Monday, December 9, 2013

Can I Come Back...Again?

In the 70s, when I lived in Northern Ireland, my mother was doing reincarnation readings as well as her usual counselings. When it comes to reincarnation, I mostly consider it something that would be a nice perk if it existed, for a whole bunch of reasons—but I don't accept it as a given. Just like an afterlife. Which begs the question, if reincarnation doesn't exist, where the hell does all that info come from? Why does a child in India remember her last life, including how to get to her village, the people she knew and loved, and how she died? How can a new Dali Lama be chosen, if he's the reincarnation of the last one, if that process doesn't exist? And how can anyone claim to tell you who you've been before?

I knew my mother wasn't making these stories up, at least not consciously. So where did she get her information from?

I do not know. But I admit it was sometimes fascinating.

When I asked Mother what she thought was going on behind the Irish troubles, she surprised me. She said people were being reborn, back and forth, from Catholic to Protestant, Irish to English, until each individual soul had learned its lesson, had enough, and dropped out of the cycle to go elsewhere. It certainly fit my perception that an endless loop was being perpetuated by blind prejudice and personal revenge: an eye for an eye, a daughter for a son, on and on. (Not that Northern Ireland ever had a corner on that type of cyclical violence; you can find it everywhere that perpetual, senseless war continues.)

Back then, I thought reincarnation explained a lot of things, like how I knew my way around a place I’d never seen before, why I had sudden attractions or repulsions toward people I’d just met, why I had affinities for certain environments. My mother had some very interesting cases: like the time she told her client that he'd been caught and convicted as a thief in an Eastern life, where the penalty was amputation of a hand or arm—only to have him hold up that same arm, withered and useless in this life. Or the woman who Mother said was thrown into a sacrificial well in an Aztec city, and who, in this life, was terrified of showers.

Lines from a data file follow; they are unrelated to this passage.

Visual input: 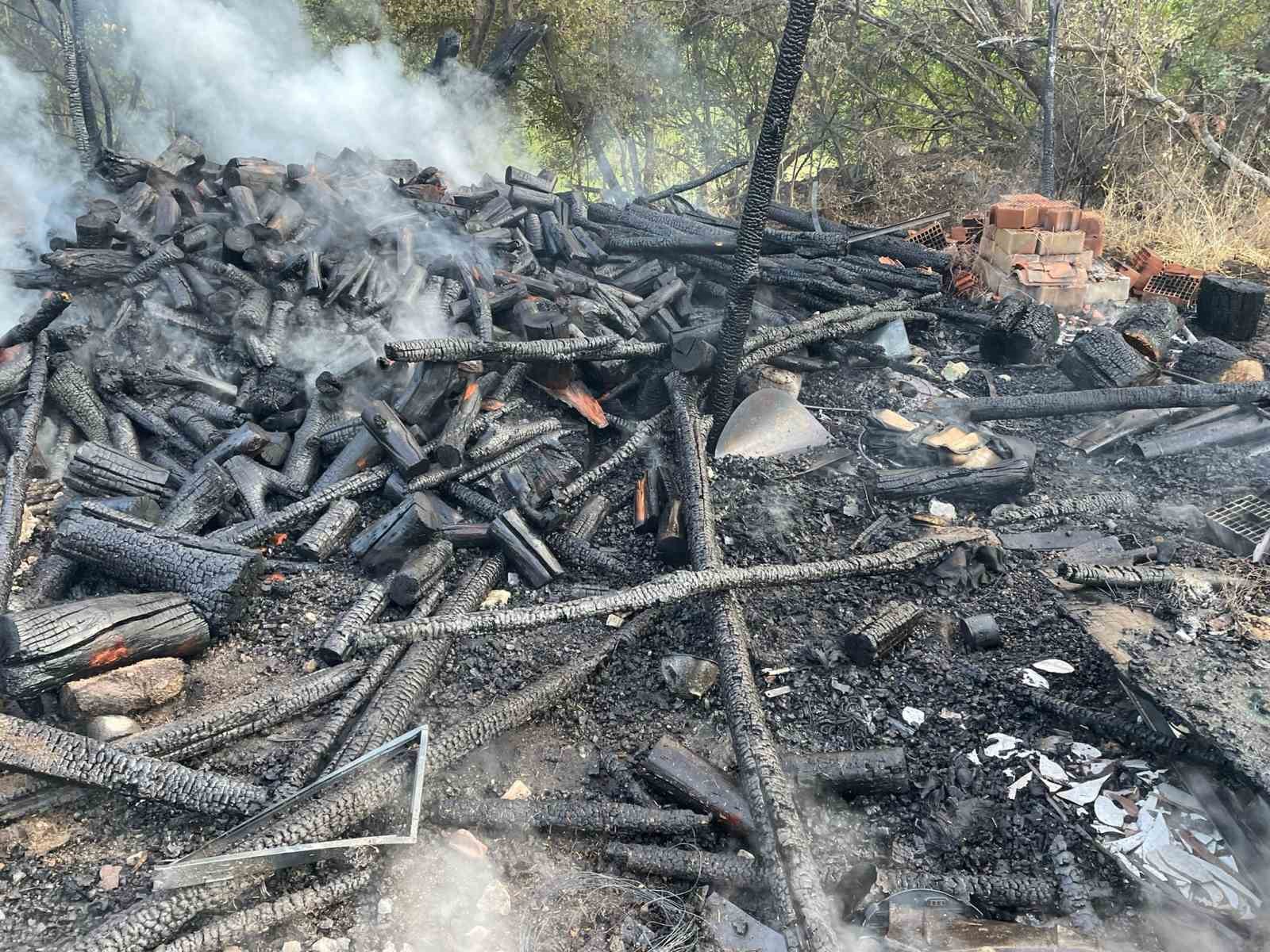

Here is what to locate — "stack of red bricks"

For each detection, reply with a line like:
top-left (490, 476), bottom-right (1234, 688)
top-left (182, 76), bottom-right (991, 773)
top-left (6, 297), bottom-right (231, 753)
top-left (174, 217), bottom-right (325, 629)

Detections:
top-left (974, 194), bottom-right (1129, 313)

But I've also noticed that reincarnated lives always seem to include priestesses from Atlantis and shahs from India, but damn few truck drivers from Cleveland or dairy farmers or bank tellers. Someone once told my mother that she was Mary Queen of Scots. She was delighted, of course; her maternal ancestors came from Scotland, and Mary was a figure she could really identify with: proud, tragic, clever, with a jeweled ruff round her ill-fated neck. I read a couple books on Mary, and I found her erratic, stubborn, foolish, and a sucker for picking the wrong members of the opposite sex; so I have to say, you could make a case for my mother being her incarnation, if persistent character traits count for much.

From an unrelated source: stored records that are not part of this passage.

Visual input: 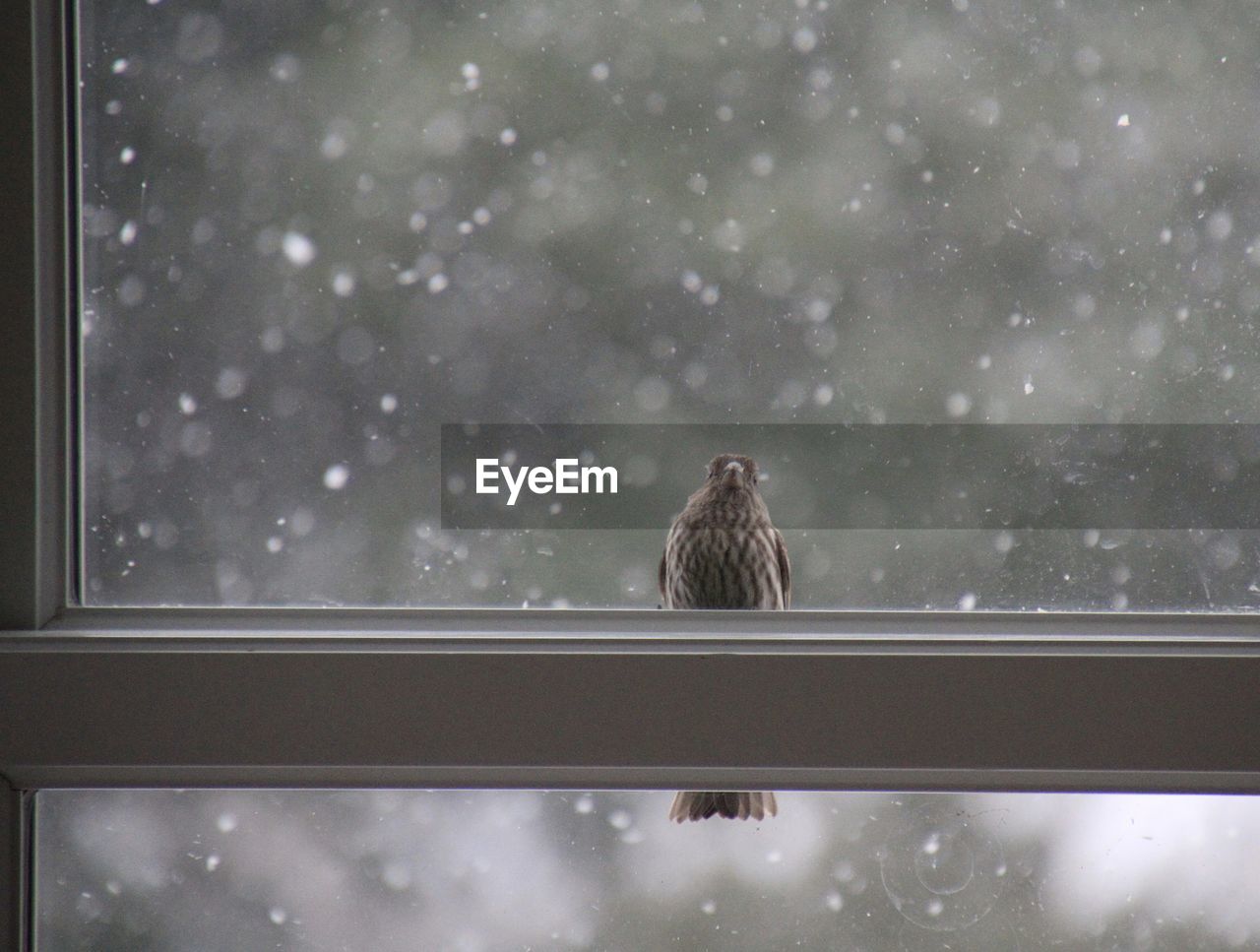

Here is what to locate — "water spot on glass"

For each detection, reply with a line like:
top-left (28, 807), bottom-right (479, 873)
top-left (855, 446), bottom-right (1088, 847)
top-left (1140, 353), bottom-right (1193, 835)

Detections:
top-left (324, 463), bottom-right (350, 490)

Personally, I think Mary would have made a terrible ruler. And anyway, I bet the number of women told they were once Mary Queen of Scots (or convinced of it) would be staggering.

I knew a man whose mother was told by Edgar Cayce that he was the reincarnation of Thomas Jefferson; she named her baby after the prez and that man grew up impaired by the belief and knowledge—and a bit of a slacker, figuring his glory days gave him a ticket to goofing off this time around. I've been told I was from Atlantis, a soldier in the Roman army, a Chinese prisoner, an Egyptian ruler...I forget what all. My mother told me that my ex-husband and I were in the Roman army together, and one of us converted to Christianity and the other didn't, and that this event was the reason for our philosophical conflicts in this life. After my dad died, I had a dream where I talked to him and told him about a former life that he and I shared as family members in Virginia. I gave him the name and address of the farm we lived on in the 1800s.

When I was a youngster, one of Mother’s favorite love stories was a novella written in 1935 by Mildred Cram, called Forever, which starts: “Colin and Julie met before they were born.” I adored that book. This man and woman meet in heaven's waiting room, fall in love, and are called back to Earth to lead very separate lives. Then they end up in the same place, same time, and die in different ways and are reunited as souls again. This story has apparently been kicking around Hollywood in development hell ever since Tyrone Power took a shine to it. Yet it's never been made. People still talk about it.

Reincarnation as a method of exacting karma has enormous appeal. Everyone gets theirs, even if we don't see it happen in the Now. Evil will be punished. Good rewarded. The American version of reincarnation is a bit more appealing than the original Buddhist version and the whole coming back as a lower form of life, like a bug. I never bought into that, but isn't that typical of any ideological belief system? We change what we don't like and make it into what we want. It evolves. It splinters.

Just don't drink the koolaid and start thinking it's "the One answer." Belief doesn't make it correct. It just makes it real, as in our realities are shaped and manifested by our beliefs. That's certainly true.